Marcellus Shale, Public Dick
you have to take your allies where you can, in politics.
in pennsylvania, even the gop in the legislature is sticking up to koch class destroyer corbett.
Odie Hugh Manatee
Bill S of Redstate has a FP diary up that fits right into this discussion. He talks of his “distress” that a close relative has become a “leftist” and that his “own unabashed, outspoken and uncivil conservatism may have actually contributed to it”.
Bill S then goes on “stories published as part of the “blogstorm” covering the heinous acts of Kimberlin, Brynaert and the subsequent response of people like Markos Moulitsas, I became angry and vengeful”. As a result of that, he “became angry and vengeful”. But wait! Then he…
But then a revelation hits him!
“But then it dawned on me that by thinking that way, I had become one of them (emphasis mine, original in italics). I’ve allowed this world of politics to transform me into a bitter, hateful person.”
Roger Moore
@WereBear:
That depends a lot on their previous experience with taking charge and having it not work out. I remember somebody telling me that “One ‘oh shit’ undoes a lot of ‘attaboy’s”, and that kind of attitude can be death to initiative takers. That’s doubly true when simply taking initiative rather than following the rules is seen as a mistake. If you spend much time in a place like that, you’ll have the initiative sucked right out of you.
Odie Hugh Manatee
Bill S of Redstate has a FP diary up that fits right into this discussion. He talks of his “distress” that a close relative has become a “leftist” and that his “own unabashed, outspoken and uncivil conservatism may have actually contributed to it”.
Bill S then goes on about reading the “stories published as part of the “blogstorm” covering the heinous acts of Kimberlin, Brynaert and the subsequent response of people like Markos Moulitsas, I became angry and vengeful”. As a result of that, he “became angry and vengeful”. But wait!

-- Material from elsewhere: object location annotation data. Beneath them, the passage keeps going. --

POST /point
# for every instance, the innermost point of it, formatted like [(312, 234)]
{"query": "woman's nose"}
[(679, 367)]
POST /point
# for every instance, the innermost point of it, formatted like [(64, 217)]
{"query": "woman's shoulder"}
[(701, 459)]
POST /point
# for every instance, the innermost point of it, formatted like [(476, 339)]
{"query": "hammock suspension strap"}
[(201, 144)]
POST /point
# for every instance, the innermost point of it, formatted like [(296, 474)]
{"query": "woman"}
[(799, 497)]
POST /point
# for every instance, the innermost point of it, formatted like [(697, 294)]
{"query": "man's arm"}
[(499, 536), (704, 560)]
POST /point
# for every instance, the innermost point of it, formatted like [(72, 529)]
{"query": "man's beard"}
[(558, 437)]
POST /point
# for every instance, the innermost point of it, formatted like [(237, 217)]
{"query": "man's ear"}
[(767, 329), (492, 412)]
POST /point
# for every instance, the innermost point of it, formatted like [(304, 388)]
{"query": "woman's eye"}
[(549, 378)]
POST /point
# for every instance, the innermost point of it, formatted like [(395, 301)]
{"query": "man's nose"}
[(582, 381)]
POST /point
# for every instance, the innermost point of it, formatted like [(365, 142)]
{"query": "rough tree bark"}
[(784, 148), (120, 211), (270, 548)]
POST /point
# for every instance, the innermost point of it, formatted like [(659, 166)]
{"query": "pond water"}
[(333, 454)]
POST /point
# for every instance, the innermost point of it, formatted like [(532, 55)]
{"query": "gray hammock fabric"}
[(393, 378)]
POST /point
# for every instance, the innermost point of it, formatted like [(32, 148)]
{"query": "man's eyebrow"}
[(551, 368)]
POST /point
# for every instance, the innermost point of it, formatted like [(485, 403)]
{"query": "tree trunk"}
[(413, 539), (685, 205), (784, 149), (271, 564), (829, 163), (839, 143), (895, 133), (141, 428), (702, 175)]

Then he…
But then a revelation hits him!
“But then it dawned on me that by thinking that way, I had become one of them (emphasis mine, original in italics). I’ve allowed this world of politics to transform me into a bitter, hateful person.”
But he is then saved!
“As a Christian, I cannot allow this to happen.”
He then goes off with some bible thumping and saying that the right can not lower themselves to being as evil as the left is, that they must rise above that. He calls for civility but he’s against any “left-leaning agenda” couched in calls for that civility.
The whole diary, titled “Overcoming Evil With Good”, is a real “piece” and the commentary is, let’s say, something only a crazy person could embrace.
NancyDarling
testing
Keith G
@Southern Beale:
He’s worm meat. That makes sainthood a bit easier. The policies of a living Reagan would be…..a problem.
Jerzy Russian
@SiubhanDuinne:
My classes are full of people like these. It is sad to say that I have not been able to instill any sense in most of them.
gelfling545
@rikyrah: The prospect holds no appeal.